Pendant des décennies, le traitement hormonal substitutif (THS) destiné aux femmes a été mis de côté en raison de problèmes de sécurité. Aujourd’hui, alors que la recherche clarifie les avantages et les risques et que la demande des patients augmente, une tendance connexe s’impose : la supplémentation en testostérone. Alors que les réseaux sociaux font la promotion de la testostérone comme stimulant de la libido chez les femmes, la réalité est plus nuancée.
La science derrière la testostérone féminine
Les femmes produisent naturellement de la testostérone, mais à environ un dixième de celle des hommes. Pourtant, cette hormone est loin d’être anodine. L’obstétricienne-gynécologue Jill Liss souligne que la testostérone joue un rôle crucial dans la fonction sexuelle féminine, aux côtés des œstrogènes et de la progestérone. Des études confirment que la testostérone, délivrée sous forme de crèmes ou de gels, peut augmenter le désir sexuel, l’excitation et la réactivité chez les femmes.

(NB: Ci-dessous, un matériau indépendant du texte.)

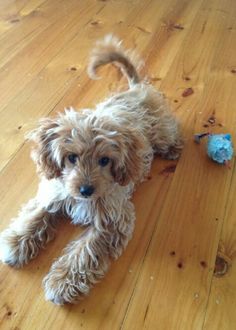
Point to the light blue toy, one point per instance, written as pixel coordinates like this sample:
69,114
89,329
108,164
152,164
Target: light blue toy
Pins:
219,147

À qui profite la testostérone ?
Les experts mettent en garde contre une utilisation aveugle. L’énoncé de position du consensus mondial 2019 recommande la testostérone uniquement pour les femmes ménopausées atteintes d’un trouble du désir sexuel hypoactif (HSDD) cliniquement diagnostiqué. Les directives s’étendent désormais aux femmes en fin de vie reproductive qui ne courent pas de risque de grossesse, car l’exposition à la testostérone peut masculiniser les fœtus en développement. Le dosage est essentiel : le traitement doit maintenir les niveaux d’hormones dans les limites normales chez la femme.
Au-delà de la libido : risques et limites
Le déclin de la testostérone chez les femmes peut commencer dès la quarantaine, et pas seulement pendant la ménopause. Des doses élevées peuvent provoquer une virilisation – un approfondissement de la voix, une augmentation de la pilosité faciale et une perte de cheveux – bien que les risques cardiovasculaires ou de cancer à long terme restent non étudiés au-delà de 24 mois. Avant la testostérone, les cliniciens doivent exclure les causes physiques, psychologiques ou sociales d’une faible libido. La thérapie aux œstrogènes améliore souvent la fonction sexuelle en atténuant l’inconfort, ce qui en fait la première intention de traitement.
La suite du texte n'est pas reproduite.